Ob die Tschechen nun das Viertelfinale erreichen würden, war bis vergangenen Montag noch unklar. Sicherheit darüber verschaffte erst der 6:2-Sieg Frankreichs gegen Dänemark. Die Überraschungsmannschaft der Grande Nation zog in der Gruppe A mit dem viertplatzierten Tschechien gleich. Die Slowakei, Norwegen, Dänemark und Italien folgten auf den Plätzen fünf bis acht. Sie konnten die tschechische Mannschaft nicht mehr vom Viertelfinalplatz verdrängen.
Am Dienstagabend kam es dann zum Direktduell gegen die Franzosen um Gruppenrang drei. Ein Sieg musste her, wollte man im Viertelfinale dem Ersten der Gruppe B entgehen. Dieser heißt nämlich Russland und spielte in der Vorrunde alle Gegner an die Wand. Noch vor einem Jahr hätte hierzulande niemand ernsthaft daran gezweifelt, dass diese Aufgabe vom Nationalteam ohne erhöhten Aufwand gemeistert werden würde. Das gilt allerdings nicht für die aktuelle Mannschaft. Zwar spielte man phasenweise wieder wie zu besten Zeiten, doch auch dieses Mal mangelte es an einer optimalen Chancenauswertung.

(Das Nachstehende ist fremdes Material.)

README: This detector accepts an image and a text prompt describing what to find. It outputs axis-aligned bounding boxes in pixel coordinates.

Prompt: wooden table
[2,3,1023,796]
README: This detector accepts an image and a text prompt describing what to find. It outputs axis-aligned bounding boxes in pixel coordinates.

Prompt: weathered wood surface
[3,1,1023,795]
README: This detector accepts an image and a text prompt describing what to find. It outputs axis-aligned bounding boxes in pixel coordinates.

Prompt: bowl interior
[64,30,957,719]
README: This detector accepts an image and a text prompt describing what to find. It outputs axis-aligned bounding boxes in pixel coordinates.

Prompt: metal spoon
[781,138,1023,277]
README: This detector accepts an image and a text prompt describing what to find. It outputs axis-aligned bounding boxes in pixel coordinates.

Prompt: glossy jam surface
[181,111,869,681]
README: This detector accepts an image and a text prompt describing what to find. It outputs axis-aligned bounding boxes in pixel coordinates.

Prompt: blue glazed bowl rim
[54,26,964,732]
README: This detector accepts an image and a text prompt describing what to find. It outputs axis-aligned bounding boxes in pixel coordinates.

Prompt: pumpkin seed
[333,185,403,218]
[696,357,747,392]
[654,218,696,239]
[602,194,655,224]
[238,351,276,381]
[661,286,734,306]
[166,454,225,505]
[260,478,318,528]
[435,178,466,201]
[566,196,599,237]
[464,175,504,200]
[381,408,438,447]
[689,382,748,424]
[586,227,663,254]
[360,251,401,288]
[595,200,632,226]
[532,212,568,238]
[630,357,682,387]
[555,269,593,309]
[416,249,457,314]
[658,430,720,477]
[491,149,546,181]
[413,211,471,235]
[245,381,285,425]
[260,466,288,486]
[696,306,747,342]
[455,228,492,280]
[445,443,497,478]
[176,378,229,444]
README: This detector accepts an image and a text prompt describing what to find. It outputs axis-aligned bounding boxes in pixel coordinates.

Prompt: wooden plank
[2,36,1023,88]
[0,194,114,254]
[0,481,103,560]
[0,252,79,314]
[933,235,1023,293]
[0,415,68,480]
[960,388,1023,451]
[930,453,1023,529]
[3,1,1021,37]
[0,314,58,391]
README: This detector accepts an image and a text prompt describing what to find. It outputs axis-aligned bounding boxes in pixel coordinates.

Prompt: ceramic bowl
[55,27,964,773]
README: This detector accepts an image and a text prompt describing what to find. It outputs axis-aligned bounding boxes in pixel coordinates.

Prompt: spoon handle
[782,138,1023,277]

Das Auf und Ab der ganzen Vorrunde spiegelte sich in dem 4:4 gegen Frankreich nach regulärer Spielzeit wider. In der Overtime erlöste dann Jan Kolář sein Team. Der Siegtreffer zum 5:4 brachte die USA als Viertelfinalgegner. Können sich die Tschechen am Donnerstag nicht deutlich steigern, werden sie wohl die Heimreise antreten müssen. Und Jaromír Jágr kann sich seine lapidaren Spielanalysen sparen.